Zico lê, ouve, pensa e diz alto: «Esta guerra é o sono da razão». O carro desliza suavemente pela cidade, da Marginal sobe até à Fortaleza, passa pela cidade Alta, vai até à Maianga, sobe a Brito Godins, vai até ao largo do Quinaxixe e depois perde-se no labirinto. Ao mesmo tempo soletra para si próprio: «A guerra em Angola é um alfabeto da barbárie, um festival de infâmias entremeado de exaltações e silêncios, intolerâncias e gritos, massacres e mandados de captura». Nos ouvidos de Zico no interior do Autobianchi A‐112 algures perdido na cidade ecoam as palavras do Bispo do Huambo, que podiam ser de Sekulo Tchingongo ou mesmo de kota Venâncio: «As armas hão-de perder Angola».

O carro perdido no país-labirinto, urdido por homens que encontraram a demência no processo de se conhecerem cordialmente, passou à frente do quartel do Grafanil.
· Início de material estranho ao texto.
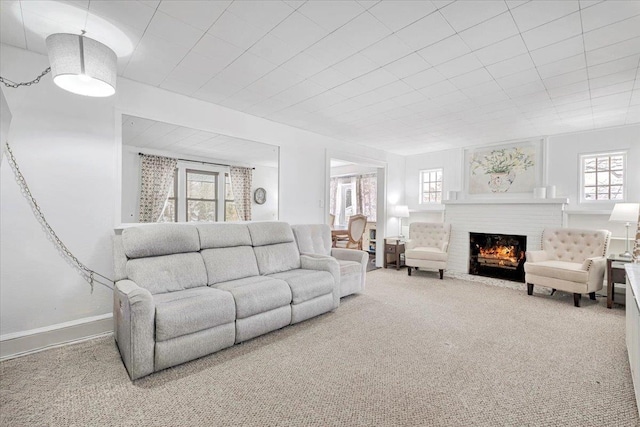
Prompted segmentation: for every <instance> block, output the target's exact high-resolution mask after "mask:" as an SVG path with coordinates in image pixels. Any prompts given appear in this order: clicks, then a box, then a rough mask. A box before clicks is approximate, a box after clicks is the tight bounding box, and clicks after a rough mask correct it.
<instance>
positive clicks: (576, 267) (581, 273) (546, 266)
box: [524, 261, 589, 283]
mask: <svg viewBox="0 0 640 427" xmlns="http://www.w3.org/2000/svg"><path fill="white" fill-rule="evenodd" d="M524 271H525V272H526V273H527V274H534V275H536V276H542V277H553V278H555V279H560V280H567V281H569V282H578V283H587V277H588V275H589V272H588V271H585V270H583V269H582V263H577V262H566V261H541V262H525V263H524Z"/></svg>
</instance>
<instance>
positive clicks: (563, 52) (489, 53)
mask: <svg viewBox="0 0 640 427" xmlns="http://www.w3.org/2000/svg"><path fill="white" fill-rule="evenodd" d="M56 5H59V6H60V7H61V8H63V9H64V10H63V12H61V13H60V14H58V15H56V14H53V13H52V12H51V10H52V6H53V8H55V6H56ZM60 15H62V17H61V16H60ZM1 18H2V20H1V22H0V37H1V40H2V42H4V43H7V44H11V45H14V46H18V47H22V48H26V49H30V50H34V51H36V52H41V53H46V51H45V47H44V37H45V36H46V35H48V34H51V33H54V32H61V31H66V32H76V33H78V32H79V31H80V30H81V29H83V28H85V29H86V30H87V36H89V37H91V36H93V37H95V38H96V39H98V40H101V41H103V42H105V43H107V44H109V40H108V39H109V37H108V34H105V33H109V31H106V30H104V29H102V28H99V22H102V21H107V22H108V23H111V24H113V25H115V26H116V27H117V28H119V29H120V30H121V31H122V32H124V33H125V34H126V36H127V37H128V38H129V39H130V40H131V42H132V47H133V49H134V50H133V52H132V53H131V54H128V55H126V54H121V55H122V56H121V57H120V58H119V72H120V75H122V76H124V77H126V78H129V79H133V80H137V81H140V82H143V83H147V84H150V85H153V86H158V87H161V88H164V89H167V90H171V91H174V92H178V93H182V94H185V95H188V96H192V97H194V98H199V99H203V100H206V101H210V102H213V103H216V104H220V105H224V106H227V107H229V108H232V109H235V110H239V111H244V112H246V113H249V114H253V115H256V116H260V117H264V118H267V119H269V120H273V121H276V122H280V123H285V124H289V125H291V126H295V127H298V128H302V129H306V130H309V131H313V132H317V133H320V134H324V135H329V136H332V137H335V138H338V139H340V140H343V141H345V142H348V143H358V144H362V145H366V146H370V147H374V148H378V149H382V150H386V151H390V152H393V153H398V154H403V155H410V154H416V153H423V152H428V151H435V150H441V149H447V148H454V147H462V146H469V145H475V144H483V143H489V142H499V141H505V140H513V139H521V138H527V137H533V136H541V135H551V134H558V133H564V132H572V131H579V130H589V129H598V128H603V127H609V126H617V125H625V124H631V123H638V122H640V79H639V78H638V74H639V70H640V68H639V65H638V64H639V60H640V1H583V0H580V1H578V0H573V1H570V0H564V1H538V0H533V1H509V0H507V1H502V0H500V1H468V0H465V1H457V2H450V1H400V0H394V1H386V0H383V1H369V0H358V1H355V0H338V1H329V0H322V1H316V0H310V1H295V0H284V1H275V0H272V1H248V0H238V1H233V2H232V1H189V0H179V1H169V0H163V1H158V0H151V1H126V2H115V1H95V0H94V1H87V0H84V1H82V0H79V1H68V2H40V1H34V0H22V1H18V0H16V1H4V0H3V1H2V17H1ZM113 43H116V42H115V41H114V42H113ZM112 47H114V49H115V50H116V51H117V52H118V51H120V52H122V51H123V50H125V49H121V48H120V46H112Z"/></svg>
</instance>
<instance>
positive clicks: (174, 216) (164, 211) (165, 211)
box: [160, 169, 178, 222]
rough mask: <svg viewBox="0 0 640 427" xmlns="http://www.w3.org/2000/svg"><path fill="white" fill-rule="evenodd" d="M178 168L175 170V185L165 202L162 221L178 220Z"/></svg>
mask: <svg viewBox="0 0 640 427" xmlns="http://www.w3.org/2000/svg"><path fill="white" fill-rule="evenodd" d="M177 194H178V169H175V170H174V171H173V185H172V186H171V190H170V191H169V197H168V198H167V201H166V202H165V203H164V209H163V211H162V216H161V217H160V222H177V221H178V198H177V197H176V195H177Z"/></svg>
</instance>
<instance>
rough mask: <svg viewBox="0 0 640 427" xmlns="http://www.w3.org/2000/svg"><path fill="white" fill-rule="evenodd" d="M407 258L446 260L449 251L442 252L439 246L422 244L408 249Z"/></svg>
mask: <svg viewBox="0 0 640 427" xmlns="http://www.w3.org/2000/svg"><path fill="white" fill-rule="evenodd" d="M404 256H405V258H411V259H424V260H428V261H446V260H447V253H446V252H442V250H440V249H439V248H430V247H425V246H421V247H418V248H413V249H407V250H406V251H405V253H404Z"/></svg>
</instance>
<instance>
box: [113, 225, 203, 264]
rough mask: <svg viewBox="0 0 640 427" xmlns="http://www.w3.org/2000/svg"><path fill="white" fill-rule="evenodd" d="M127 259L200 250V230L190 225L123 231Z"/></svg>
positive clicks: (160, 227) (122, 241)
mask: <svg viewBox="0 0 640 427" xmlns="http://www.w3.org/2000/svg"><path fill="white" fill-rule="evenodd" d="M122 247H123V249H124V253H125V255H126V256H127V258H129V259H132V258H145V257H153V256H161V255H171V254H179V253H186V252H197V251H199V250H200V239H199V237H198V230H197V229H196V228H195V227H194V226H193V225H190V224H149V225H143V226H139V227H132V228H125V229H124V230H122Z"/></svg>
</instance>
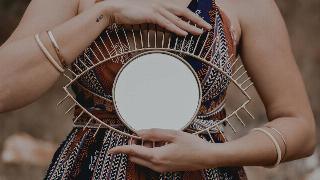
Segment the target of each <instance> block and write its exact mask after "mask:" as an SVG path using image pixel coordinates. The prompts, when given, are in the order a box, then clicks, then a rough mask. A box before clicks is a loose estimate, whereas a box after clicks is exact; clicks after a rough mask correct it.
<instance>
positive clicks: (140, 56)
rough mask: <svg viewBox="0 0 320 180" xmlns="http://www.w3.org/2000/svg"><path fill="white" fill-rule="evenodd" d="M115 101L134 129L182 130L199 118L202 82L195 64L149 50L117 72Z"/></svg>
mask: <svg viewBox="0 0 320 180" xmlns="http://www.w3.org/2000/svg"><path fill="white" fill-rule="evenodd" d="M112 93H113V102H114V105H115V107H116V110H117V113H118V116H119V118H120V119H121V120H122V121H123V122H124V123H125V124H126V125H127V127H129V128H130V129H131V130H133V131H135V130H139V129H149V128H164V129H175V130H182V129H184V128H186V127H187V125H189V124H190V123H191V121H192V120H193V119H194V118H195V116H196V114H197V111H198V109H199V106H200V103H201V102H200V101H201V89H200V82H199V79H198V78H197V76H196V73H195V72H194V70H193V69H192V67H191V66H190V65H189V64H188V63H187V62H186V61H185V60H183V59H182V58H181V57H179V56H176V55H174V54H171V53H168V52H162V51H160V52H159V51H157V52H152V51H151V52H146V53H142V54H140V55H138V56H136V57H134V58H132V59H131V60H129V61H128V62H127V63H126V64H124V65H123V67H122V68H121V69H120V71H119V72H118V74H117V77H116V79H115V81H114V85H113V92H112Z"/></svg>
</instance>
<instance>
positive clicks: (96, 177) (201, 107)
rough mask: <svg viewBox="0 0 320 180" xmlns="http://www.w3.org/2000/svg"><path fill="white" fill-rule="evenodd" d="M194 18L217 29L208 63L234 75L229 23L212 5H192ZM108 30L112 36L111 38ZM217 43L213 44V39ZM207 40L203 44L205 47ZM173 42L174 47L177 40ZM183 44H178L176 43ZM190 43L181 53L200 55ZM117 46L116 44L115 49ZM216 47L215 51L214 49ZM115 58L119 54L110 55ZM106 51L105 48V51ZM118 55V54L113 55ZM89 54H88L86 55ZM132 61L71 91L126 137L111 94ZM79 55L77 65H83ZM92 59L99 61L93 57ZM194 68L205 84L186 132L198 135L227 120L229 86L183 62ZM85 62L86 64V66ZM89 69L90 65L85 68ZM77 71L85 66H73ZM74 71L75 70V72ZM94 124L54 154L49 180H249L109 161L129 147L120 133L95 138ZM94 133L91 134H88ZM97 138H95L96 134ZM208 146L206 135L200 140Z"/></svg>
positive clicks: (120, 62)
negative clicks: (112, 91) (186, 47)
mask: <svg viewBox="0 0 320 180" xmlns="http://www.w3.org/2000/svg"><path fill="white" fill-rule="evenodd" d="M188 7H189V8H190V9H191V10H192V11H193V12H195V13H197V14H198V15H200V16H201V17H203V18H204V19H205V20H206V21H207V22H210V23H211V24H212V26H213V27H214V28H213V29H212V30H211V31H210V32H209V34H207V35H208V39H209V41H207V43H206V44H205V45H204V48H203V49H204V50H203V53H204V54H208V57H207V58H206V59H207V60H208V61H211V62H212V63H214V64H216V65H217V66H218V67H221V68H223V69H224V71H225V72H228V73H230V74H231V71H232V69H231V63H232V62H233V61H234V60H235V56H234V55H235V53H236V48H235V44H234V41H233V39H232V35H231V32H230V24H229V20H228V18H227V17H226V16H225V15H224V14H223V12H222V11H221V10H220V9H219V7H217V6H216V4H215V2H214V0H213V1H212V0H198V2H197V0H192V1H191V3H190V4H189V6H188ZM111 31H112V30H110V34H112V32H111ZM104 36H105V33H102V34H101V35H100V36H99V37H98V38H97V39H100V40H101V39H103V38H104ZM216 38H217V39H218V40H216V41H215V40H214V39H216ZM205 39H206V35H204V36H203V37H201V38H200V41H205ZM171 41H173V42H174V41H176V37H174V38H172V39H171ZM178 41H179V40H178ZM186 42H187V43H185V42H179V43H178V45H179V46H182V47H181V48H186V47H185V46H186V45H187V44H188V45H189V46H190V48H191V50H193V51H195V52H198V51H200V50H199V49H192V48H193V47H194V46H195V43H196V41H195V39H192V38H191V37H189V38H188V37H187V38H186ZM91 46H92V49H93V50H95V51H98V50H100V49H99V47H102V46H104V45H103V44H102V43H101V42H100V43H99V42H98V41H97V43H96V44H95V46H93V45H91ZM116 46H118V45H117V44H114V47H116ZM212 46H214V48H210V47H212ZM105 48H108V49H109V50H110V51H111V52H112V50H113V51H117V50H119V49H121V48H117V49H112V48H111V47H105ZM124 48H126V47H124ZM101 49H102V48H101ZM114 53H115V52H114ZM88 54H89V53H88ZM130 57H132V56H131V55H130V54H127V55H126V56H125V57H119V58H118V59H115V60H113V61H112V62H107V63H104V64H103V65H101V66H98V67H96V68H94V69H92V70H90V71H88V73H86V74H84V75H83V76H82V77H81V78H80V79H79V80H78V81H77V83H75V84H74V85H73V87H72V88H73V91H74V93H75V94H76V98H77V101H78V102H79V103H80V104H82V105H83V106H84V107H85V108H86V109H87V110H88V111H90V112H91V113H92V114H94V115H95V116H97V117H99V119H101V120H103V121H104V122H106V123H108V124H110V125H113V126H114V127H116V128H118V129H122V130H123V131H126V132H128V133H130V132H129V130H128V129H126V127H124V126H123V124H122V123H121V122H120V121H119V119H118V118H117V115H116V113H115V111H114V109H113V107H112V97H111V89H112V82H113V80H114V78H115V76H116V73H117V70H119V69H120V68H121V66H122V65H123V63H121V62H123V60H125V59H129V58H130ZM85 58H86V57H85V56H83V55H80V56H79V57H78V58H77V59H85ZM91 58H92V59H95V57H94V56H92V55H91ZM184 58H185V59H186V60H187V61H188V62H189V63H190V64H191V65H192V67H193V68H194V70H195V71H196V73H197V74H198V76H199V79H200V81H201V86H202V91H203V99H202V104H201V108H200V111H199V114H198V117H197V119H198V120H195V122H193V123H192V124H191V125H190V127H189V128H188V129H187V130H186V131H189V132H194V131H197V130H200V129H202V128H205V127H208V126H210V125H212V124H213V123H214V122H216V121H218V120H221V119H223V118H225V116H226V112H225V110H224V99H225V95H226V89H227V86H228V84H229V80H228V79H227V78H226V77H225V76H224V75H223V74H222V73H219V72H218V71H217V70H215V69H214V68H212V67H210V66H207V65H205V64H204V63H200V62H199V61H196V60H194V59H192V58H191V57H184ZM85 62H86V61H85ZM87 63H90V62H87ZM74 64H76V65H77V68H81V67H82V66H84V64H81V63H80V62H79V61H77V60H76V61H75V62H74ZM73 68H74V70H75V71H76V68H75V66H73ZM79 112H80V108H79V107H76V109H75V113H74V114H75V116H77V115H79ZM86 120H87V117H85V116H81V118H80V119H79V120H77V123H78V124H81V123H82V124H85V123H86ZM93 126H95V124H94V123H91V124H90V126H89V128H86V129H84V130H83V129H82V128H80V127H77V124H76V125H75V127H74V128H73V130H72V131H71V132H70V133H69V135H68V136H67V138H66V140H65V141H64V142H63V143H62V144H61V145H60V147H59V149H58V150H57V151H56V153H55V155H54V157H53V160H52V163H51V164H50V166H49V169H48V171H47V174H46V177H45V179H128V180H144V179H148V180H149V179H181V180H186V179H192V180H201V179H203V180H204V179H208V180H211V179H212V180H227V179H230V180H231V179H232V180H233V179H241V180H242V179H247V178H246V174H245V172H244V170H243V168H242V167H219V168H212V169H204V170H199V171H184V172H167V173H157V172H154V171H152V170H150V169H148V168H146V167H142V166H139V165H136V164H134V163H132V162H130V161H129V160H128V158H127V155H125V154H116V155H107V150H108V149H110V148H111V147H114V146H118V145H124V144H128V141H126V140H124V138H122V137H121V136H120V135H119V134H118V133H116V132H114V131H110V130H108V129H100V130H99V131H98V132H97V133H96V129H95V128H93ZM90 127H91V128H90ZM95 133H96V134H95ZM211 133H212V137H213V138H214V140H215V142H216V143H222V142H223V141H224V139H223V138H222V137H223V136H222V135H221V134H219V132H211ZM202 137H203V138H206V139H207V140H209V138H208V137H207V136H206V135H203V136H202Z"/></svg>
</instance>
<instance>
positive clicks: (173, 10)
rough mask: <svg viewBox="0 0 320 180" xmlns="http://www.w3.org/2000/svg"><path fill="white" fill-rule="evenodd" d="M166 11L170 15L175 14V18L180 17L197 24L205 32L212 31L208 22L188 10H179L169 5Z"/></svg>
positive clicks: (211, 27)
mask: <svg viewBox="0 0 320 180" xmlns="http://www.w3.org/2000/svg"><path fill="white" fill-rule="evenodd" d="M166 9H168V10H169V11H170V12H171V13H173V14H175V15H176V16H182V17H184V18H186V19H188V20H190V21H191V22H193V23H194V24H197V25H198V26H199V27H202V28H204V29H207V30H210V29H212V26H211V25H210V24H209V23H208V22H206V21H205V20H204V19H202V18H201V17H200V16H198V15H197V14H195V13H193V12H192V11H191V10H190V9H188V8H181V7H179V6H174V5H170V6H167V7H166Z"/></svg>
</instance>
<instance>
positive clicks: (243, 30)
mask: <svg viewBox="0 0 320 180" xmlns="http://www.w3.org/2000/svg"><path fill="white" fill-rule="evenodd" d="M216 3H217V5H218V6H219V7H220V8H221V9H222V10H223V11H224V13H225V14H226V15H227V16H228V18H229V19H230V21H231V24H232V26H233V30H234V31H235V34H236V37H237V42H238V43H239V41H240V39H241V36H242V35H243V33H244V32H245V31H247V29H248V28H250V27H254V26H257V25H259V27H263V26H261V25H262V24H263V23H264V24H266V25H267V24H270V23H277V22H278V23H283V22H282V17H281V14H280V11H279V9H278V7H277V4H276V3H275V1H274V0H216Z"/></svg>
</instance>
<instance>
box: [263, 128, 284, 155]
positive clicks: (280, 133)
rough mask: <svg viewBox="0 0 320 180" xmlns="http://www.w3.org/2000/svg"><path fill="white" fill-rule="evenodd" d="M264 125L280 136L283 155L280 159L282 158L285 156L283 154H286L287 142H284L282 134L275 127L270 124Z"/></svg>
mask: <svg viewBox="0 0 320 180" xmlns="http://www.w3.org/2000/svg"><path fill="white" fill-rule="evenodd" d="M265 127H268V128H270V129H272V130H273V131H274V132H276V133H277V134H278V135H279V136H280V137H281V139H282V141H283V144H284V153H283V157H282V159H283V158H284V157H285V155H286V154H287V142H286V140H285V138H284V136H283V135H282V133H281V132H280V131H278V130H277V129H276V128H274V127H272V126H265Z"/></svg>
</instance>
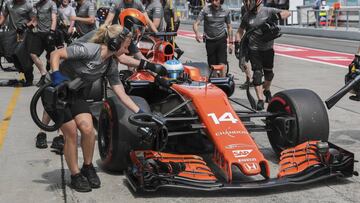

Zico vê os soldados benzerem-se. Riem-se e benzem-se. Têm grandes garrafas de cerveja na mão. Atiram cerveja uns aos outros. Gritam e riem. Benzem-se e abençoam-se. Zico comenta pausadamente para Zebidal, que não diz nada, apenas conduz e não sabe para onde:

– Angola foi abandonada pelos deuses. O único deus que sobrou foi a cerveja.

A cerveja-rainha abençoa a terra e os homens por entre a festa da desgraça.

Na tarde de sábado, quando Zico e Zebidal passeiam sem rumo pela cidade-capital de um país em ruínas e Sekulo Tchingongo permanece quieto no bairro de Fátima na cidade do Huambo, porque até fugir perdeu sentido, alguém exclamou que Angola é um país disputado pela morte, pela febre das balas e pela inquietação de um povo fugitivo.